As the South African government mulls regulating social media, analysts point out that although the move is possible, it is not practical.
Speaking on Sunday during the Justice, Crime Prevention and Security Cluster brief, minister of state security, David Mahlobo, said government is contemplating regulating the social media space as the threat of fake news rears its ugly head in SA.
He reportedly said government will soon discuss how best to regulate social networks and will take on practices like 'photoshopping' which misrepresent actual events or scenes.
From a legal perspective, John Giles, a legal advisor at law firm Michalsons, says it is possible for the government to regulate social media use.

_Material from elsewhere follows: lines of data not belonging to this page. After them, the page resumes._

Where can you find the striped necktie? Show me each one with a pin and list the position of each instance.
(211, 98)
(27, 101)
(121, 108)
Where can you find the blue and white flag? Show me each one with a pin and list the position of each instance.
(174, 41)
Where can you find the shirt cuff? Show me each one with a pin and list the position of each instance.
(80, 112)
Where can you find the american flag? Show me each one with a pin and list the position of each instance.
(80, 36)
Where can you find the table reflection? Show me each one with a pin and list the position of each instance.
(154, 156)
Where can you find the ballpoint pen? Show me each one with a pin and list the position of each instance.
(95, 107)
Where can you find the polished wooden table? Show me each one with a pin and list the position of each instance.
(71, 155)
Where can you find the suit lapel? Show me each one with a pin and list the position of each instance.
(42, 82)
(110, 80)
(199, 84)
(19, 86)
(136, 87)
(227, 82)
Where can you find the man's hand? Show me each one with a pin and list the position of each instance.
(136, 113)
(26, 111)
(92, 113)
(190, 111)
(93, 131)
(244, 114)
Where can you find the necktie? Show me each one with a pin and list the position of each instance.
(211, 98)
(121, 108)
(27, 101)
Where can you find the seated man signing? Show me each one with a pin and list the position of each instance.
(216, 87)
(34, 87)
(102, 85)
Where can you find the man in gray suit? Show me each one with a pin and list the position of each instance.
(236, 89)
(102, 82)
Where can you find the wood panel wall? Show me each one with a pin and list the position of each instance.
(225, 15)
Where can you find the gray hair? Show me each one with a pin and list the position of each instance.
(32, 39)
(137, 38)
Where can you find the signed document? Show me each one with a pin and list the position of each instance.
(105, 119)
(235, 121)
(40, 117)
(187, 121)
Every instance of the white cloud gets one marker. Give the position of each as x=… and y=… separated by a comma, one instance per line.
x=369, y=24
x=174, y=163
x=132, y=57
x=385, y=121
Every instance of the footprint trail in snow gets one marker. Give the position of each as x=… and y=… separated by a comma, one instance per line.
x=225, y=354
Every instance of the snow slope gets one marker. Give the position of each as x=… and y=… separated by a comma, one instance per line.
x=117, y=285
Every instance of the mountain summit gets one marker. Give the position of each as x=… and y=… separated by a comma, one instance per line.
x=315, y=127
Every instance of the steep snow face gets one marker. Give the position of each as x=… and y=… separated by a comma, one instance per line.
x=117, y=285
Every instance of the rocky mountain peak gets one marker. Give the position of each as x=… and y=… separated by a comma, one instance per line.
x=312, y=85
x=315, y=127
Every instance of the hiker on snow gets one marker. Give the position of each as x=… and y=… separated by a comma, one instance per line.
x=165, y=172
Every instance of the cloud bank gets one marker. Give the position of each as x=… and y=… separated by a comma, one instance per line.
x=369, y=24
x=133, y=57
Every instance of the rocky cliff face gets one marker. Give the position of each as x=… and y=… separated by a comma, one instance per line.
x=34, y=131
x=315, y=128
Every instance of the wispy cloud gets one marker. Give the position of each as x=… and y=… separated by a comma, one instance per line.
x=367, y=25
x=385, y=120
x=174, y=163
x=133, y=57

He notes that one of the laws government wants to use to regulate social media is already before Parliament. Sections 16 and 17 of the Cyber Bill will make many social media posts a crime, says Giles.
In December, government approved the introduction of the wildly criticised Cyber Crime and Cyber Security Bill after growing criticism regarding the lack of decisive policy and control over cyber crime.
"The other law through which the government seeks to regulate the social media is through the Films and Publications Board. One of our attorneys is in Parliament today trying to stop this. The other is Hate Bill or Hate Crimes and Hate Speech Bill," Giles notes.
"The regulation of social media is generally bad, but it can be good to stop things like revenge porn and racism. However, the impact on the freedom of expression will be severe and that will not be good for South Africa's democracy," he adds.
According to Giles, Mahlobo and the president want the Cyber Bill to be enacted as soon as possible because it gives them significant power. "People need to act now to stop the Cyber Bill being enacted in its current form."
World Wide Worx MD Arthur Goldstuck points out that regulating social media is certainly possible but not practical.
"It also will not achieve the aim for which it is intended. Fake news is being created primarily on anonymous Web sites, rather than on social media itself. Social media is being used to share and spread it, but can you make a link illegal? In written law, perhaps, but in practice it becomes impossible to police."
Nonetheless, he says, the need is to extend existing law into social media. "In other words, harassment, threats and defamation are illegal in conventional law so, technically, they should be illegal on social media. The challenge is for the police and courts to have both the knowledge and the will to apply it. We rarely find both in place."
Goldstuck believes the only advantage of regulating social media is to ensure conventional law is also applicable online. However, he is of the view that creating new regulations would largely serve political causes.
ICT veteran Adrian Schofield concurs, saying it is possible for the state to regulate social media. He adds social media is already the subject of much regulation, as are all forms of media.
"In a democracy, one hopes the regulation is intended to facilitate open communication and freedom of speech while protecting the vulnerable from criminal activity. In an extreme case, such as in a dictatorship, the state can control all forms of media to ensure citizens receive only information sanctioned by the state, as is the case in North Korea," he notes.
"We have to recognise the growing problem of fake news, and we do need to ensure it does not derail our adherence to the principles established in our Constitution."
However, he points out there has to be a better alternative to deciding how to counter the lies than having the security apparatus of an increasingly paranoid government decide what is fake and what is not.
"Existing laws about libel, privacy, pornography and the like should be better enforced instead of introducing draconian regulation."
In reaction to Mahlobo's statement, advocacy group Right2Know says: "This is a clear move by state 'securocrats' to try clamp down on freedom of expression and increase their powers to censor the Internet."
The group says Mahlobo's statement comes on the back of a range of existing, deeply problematic censorship policies, including the Film & Publication Board's Internet censorship regulations, the draft Hate Speech Bill, and the new Cyber Crimes Bill, which would "hand the keys of the Internet" to Mahlobo.
Regulation of social media already exists, says Right2Know. Platforms like Twitter and Facebook have added self-regulation measures, to empower users to take action against online harassment and cut down on the spread of fake news and propaganda, it says.
Meanwhile, City Press reports communications minister Faith Muthambi met Russian deputy minister of telecoms and mass media Alexey Volin to discuss "best practices" for the media, in Pretoria on Monday.
Muthambi reportedly said the platform between the two countries' departments of communications should be used to share "best practices in the area of communications and media".
In Russia, journalists who do not toe the Putin-line are prosecuted, notes City Press.